Cameras Offer Security
A crime-solving tool shouldn’t be an enemy
On February 11 of this year, between the hours of 6:00 p.m. and 8:00 p.m., my laptop was stolen from the JavaU inside Concordia’s Hall building.
After making frantic inquiries to both the police and Concordia security, I discovered that, partly due to the fact there were no cameras on location to record the theft, my chances of recovering it were slim to none. There were no cameras, I was told, because the owners of JavaU have refused Concordia’s Security Department’s requests to install them. Several times.
I can’t speak to their specific reasoning, be it personal or political, but it was immediately evident to me that not only would my chances of getting my property back have been much higher had there been a security camera, but also that the downsides JavaU supposedly feared would have been entirely non-existent.
Like the seemingly inevitable outcome of human enslavement resulting from advances in artificial intelligence, people harbour a deep distrust of security cameras, as if their very existence brings us one step closer to a dystopian nightmare.
But as long as they remain in the public and not private sphere, what’s the harm?
Far from curtailing our democratic freedoms, security cameras are a vital tool for ensuring democracy.
Had security cameras captured the vandals who, on March 22, damaged two Concordia University
Television monitors in the Hall building, then the $4,000 in damages that will have to be paid by Concordia students could have been charged to the vandals themselves.

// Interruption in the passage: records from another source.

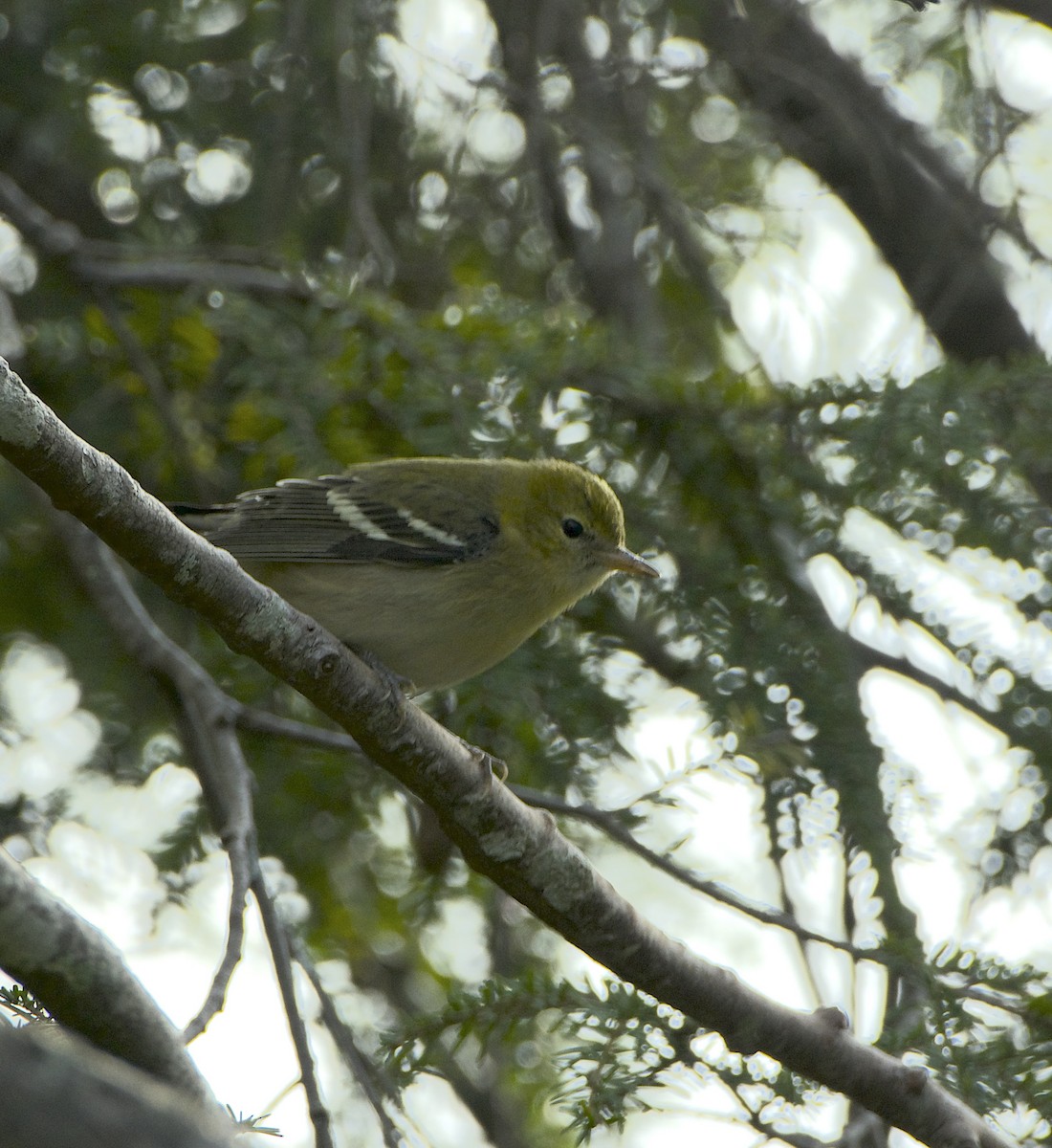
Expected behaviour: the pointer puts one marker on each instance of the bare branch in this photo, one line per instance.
(53, 1083)
(85, 984)
(513, 845)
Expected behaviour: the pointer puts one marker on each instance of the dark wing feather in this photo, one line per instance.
(340, 519)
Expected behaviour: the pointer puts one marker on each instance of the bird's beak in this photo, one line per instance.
(621, 560)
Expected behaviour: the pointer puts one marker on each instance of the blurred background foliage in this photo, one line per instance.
(245, 241)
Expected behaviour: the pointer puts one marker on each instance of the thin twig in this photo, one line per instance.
(274, 927)
(360, 1067)
(206, 717)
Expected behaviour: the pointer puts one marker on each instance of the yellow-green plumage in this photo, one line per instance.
(438, 567)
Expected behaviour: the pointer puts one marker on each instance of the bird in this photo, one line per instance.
(437, 568)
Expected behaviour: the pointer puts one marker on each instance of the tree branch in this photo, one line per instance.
(515, 847)
(84, 982)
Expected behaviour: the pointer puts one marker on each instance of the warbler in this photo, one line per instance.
(436, 567)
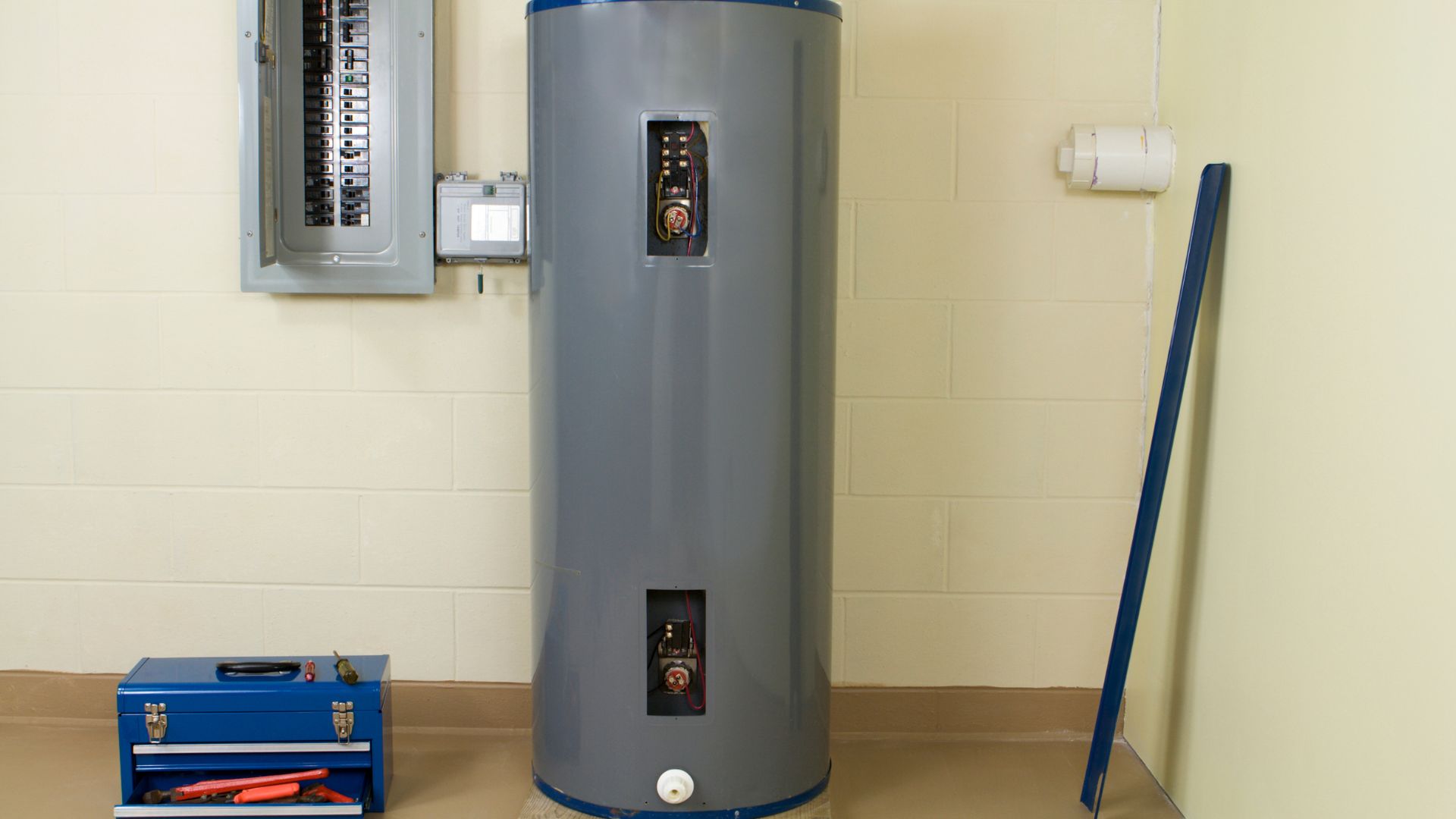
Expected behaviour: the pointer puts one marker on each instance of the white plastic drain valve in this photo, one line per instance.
(674, 786)
(1119, 158)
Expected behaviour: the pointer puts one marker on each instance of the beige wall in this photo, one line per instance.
(1296, 653)
(191, 469)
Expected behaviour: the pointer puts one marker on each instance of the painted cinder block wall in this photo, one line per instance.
(191, 469)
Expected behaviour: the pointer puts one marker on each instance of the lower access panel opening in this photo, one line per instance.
(676, 653)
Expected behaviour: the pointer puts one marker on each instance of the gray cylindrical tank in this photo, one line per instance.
(683, 398)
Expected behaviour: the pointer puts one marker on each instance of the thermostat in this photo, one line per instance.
(478, 221)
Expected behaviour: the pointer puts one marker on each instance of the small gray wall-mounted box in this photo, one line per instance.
(337, 146)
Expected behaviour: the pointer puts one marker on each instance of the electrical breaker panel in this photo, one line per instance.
(337, 146)
(677, 187)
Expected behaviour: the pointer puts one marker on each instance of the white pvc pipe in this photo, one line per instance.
(1119, 158)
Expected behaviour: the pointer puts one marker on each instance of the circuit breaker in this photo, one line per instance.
(337, 146)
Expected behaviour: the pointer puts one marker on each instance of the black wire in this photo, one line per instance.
(653, 656)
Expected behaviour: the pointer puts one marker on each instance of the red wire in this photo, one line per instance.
(698, 654)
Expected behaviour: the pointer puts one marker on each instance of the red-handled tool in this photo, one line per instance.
(209, 787)
(327, 795)
(267, 793)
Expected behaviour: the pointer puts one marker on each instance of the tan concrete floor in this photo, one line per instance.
(71, 771)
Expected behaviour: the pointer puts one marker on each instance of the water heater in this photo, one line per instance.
(683, 278)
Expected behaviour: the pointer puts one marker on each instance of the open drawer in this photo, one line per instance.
(165, 767)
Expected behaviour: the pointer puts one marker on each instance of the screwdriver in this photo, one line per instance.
(346, 670)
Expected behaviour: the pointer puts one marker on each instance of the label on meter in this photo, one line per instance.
(495, 223)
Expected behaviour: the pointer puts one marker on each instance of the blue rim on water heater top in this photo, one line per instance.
(824, 6)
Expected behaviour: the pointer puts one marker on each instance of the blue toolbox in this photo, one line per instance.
(187, 726)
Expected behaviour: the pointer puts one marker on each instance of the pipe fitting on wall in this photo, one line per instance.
(1119, 158)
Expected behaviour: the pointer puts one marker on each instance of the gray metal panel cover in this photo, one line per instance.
(683, 407)
(278, 254)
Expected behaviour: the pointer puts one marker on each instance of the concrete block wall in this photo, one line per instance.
(190, 469)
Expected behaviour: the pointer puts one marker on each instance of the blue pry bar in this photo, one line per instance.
(1159, 452)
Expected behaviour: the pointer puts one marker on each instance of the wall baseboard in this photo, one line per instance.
(498, 706)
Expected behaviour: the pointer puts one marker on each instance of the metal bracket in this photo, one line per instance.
(156, 722)
(344, 720)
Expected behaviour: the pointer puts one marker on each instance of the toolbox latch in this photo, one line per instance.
(343, 720)
(156, 722)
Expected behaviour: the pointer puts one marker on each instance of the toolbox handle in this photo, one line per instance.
(245, 668)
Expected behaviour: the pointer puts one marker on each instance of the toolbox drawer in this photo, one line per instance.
(348, 781)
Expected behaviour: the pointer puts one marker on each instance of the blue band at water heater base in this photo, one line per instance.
(759, 812)
(823, 6)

What’s more, security camera footage would have put to rest idle speculation about the identity of the culprits, and put an end to the fog of mistrust during an election period already rampant with accusations of misconduct.
Security cameras would have also come in handy during these elections had they been able to capture the culprits who, on March 27th, in a supposed smear campaign against the Action slate, papered the Hall building with posters decrying the slate as a bunch of “corporate whores,” casting suspicions—appropriately or not—on the opposing Your Concordia slate.
The truth is that even with all the cameras Concordia currently has on campus, there aren’t enough eyes to review all of the footage as it happens, and so that footage is reviewed only with good cause or reason, and none of it is kept indefinitely.
Security cameras, like all tools used in law enforcement, aren’t without their flaws.
With 4,200,000 security cameras currently in use in the United Kingdom—forming the largest network of closed-circuit cameras in the world—serious questions have been raised about their effectiveness in solving crimes, which is a valid concern. But the downsides, if any, are limited to the cost of installation and upkeep, not the curtailing of our freedoms.
After my laptop was stolen, I left my information with the JavaU barista as she closed shop. The next day I arrived bright and early for more news, only to get let down again. Before I left, I noticed that the piece of paper on which I had provided all of my contact information had already been updated with the information of another person whose property had been stolen.
How long will it take for security cameras to be seen as an asset, and not as an enemy?